Namun sangat disayangkan, suasana kontestasi yang sedang berlangsung menipiskan idealitas relasi intelektual dan penguasa, sebagaimana yang disebutkan tersebut.
Penguasa dan pion-pionnya justru melakukan "serangan balik" kepada gerakan sivitas akademik tersebut, dengan tuduhan yang sebenarnya tidak terkait dengan dunia intelektual kampus.
Mengaitkan gerakan sivitas akademik dengan paslon tertentu tentu kurang tepat, karena sivitas akademik semestinya memang netral dari tarik-menarik kepentingan politik.
Perkara ada isu yang sama, tentu sangat bisa dipahami, mengingat kedua pihak, baik pihak intelektual kampus maupun pihak paslon yang menjadi lawan dari paslon besutan penguasa, sama-sama mencandra persoalan yang sama.
Dengan kata lain, kesamaan isu dan narasi tidak terjadi karena kesamaan posisi politik, tapi terjadi karena kesamaan kepentingan dalam menjaga jalan demokrasi nasional Indonesia agar tidak jatuh ke lubang sama sebagaimana yang pernah terjadi di masa lampau, lalu seketika menghentikan gerak langkah reformasi yang telah lebih 20 tahun dipertahankan dan diperjuangkan bersama-sama.
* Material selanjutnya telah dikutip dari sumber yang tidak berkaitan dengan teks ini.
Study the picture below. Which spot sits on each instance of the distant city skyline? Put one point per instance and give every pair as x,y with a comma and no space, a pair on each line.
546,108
Namun kesamaan kepentingan tersebut justru dilatari oleh motif dasar yang berbeda. Para paslon yang menjadi lawan tanding paslon besutan penguasa tentu ingin menghadirkan narasi tandingan yang secara politik bertujuan "unseating" penguasa alias menggeser posisi penguasa dari singgasana.
Sementara seruan dari sivitas akademik bermotifkan tanggung jawab intelektual kampus, yakni tanggung jawab intelektual sebagaimana disampaikan oleh Noam Chomsky, yang sempat saya sampaikan di awal tulisan ini.
Apa yang dilakukan oleh sivitas akademik adalah implementasi dari tanggung jawab intelektual, yakni menyampaikan kebenaran kepada publik dan membuka fakta-fakta palsu yang bersembunyi di balik kebenaran-kebenaran artifisial versi penguasa.
Perbedaan inilah yang gagal ditangkap oleh Istana, sehingga reaksi dari penguasa dan para "minion"-nya cenderung sangat politis dengan memosisikan sivitas akademik sepihak dengan para paslon yang menjadi lawan tanding dari paslon besutan Istana. Tentu hal itu sangat disayangkan sekali.
Dengan memberikan reaksi yang sangat politis atas gerakan sivitas akademik, bagaimanapun, sangat mencederai posisi tinggi, bahkan mulia para intelektual kampus yang disandang selama ini.
Karena, penyikapan demikian justru mengaitkan para intelektual kampus dengan kepentingan politik jangka pendek ala aktor-aktor politik di dalam laga pemilihan umum.
Tak pelak, reaksi penguasa malah semakin menjustifikasi kekhawatiran pihak intelektual kampus bahwa kekuasaan memang sedang tidak digunakan secara proporsional sebagaimana mestinya, tapi telah melebar kemana-mana di satu sisi dan menegasikan posisi independen para intelektual kampus di sisi lain.
Artinya, penguasa semakin paranoid dengan perkembangan sosial politik yang ada. Sehingga segala masukan, kritikan, atau pernyataan sikap, dari pihak manapun, termasuk dari sivitas akademik, disamakan dengan pernyataan perlawanan dari oposan politik yang berasal dari partai politik.
Jika pernyataan sikap sivitas akademik dalam menyampaikan kebenaran dan mengutarakan kekhawatiran dianggap sebagai perlawanan yang sedang menentang kebenaran versi penguasa, lalu harus dituduh macam-macam layaknya tuduhan yang diberikan kepada para lawan politik penguasa, maka tidak bisa tidak bahwa saat ini sedang terjadi perebutan narasi kebenaran antara Istana dan sivitas akademik.
Boleh jadi di tataran teknis politik sivitas akademika "kalah" atau dipaksa mengalah sebagaimana sering terjadi selama ini karena memang sivitas akademik bukan pejuang kekuasaan. Namun hal itu tak akan mengubah narasi kebenaran yang sebenarnya.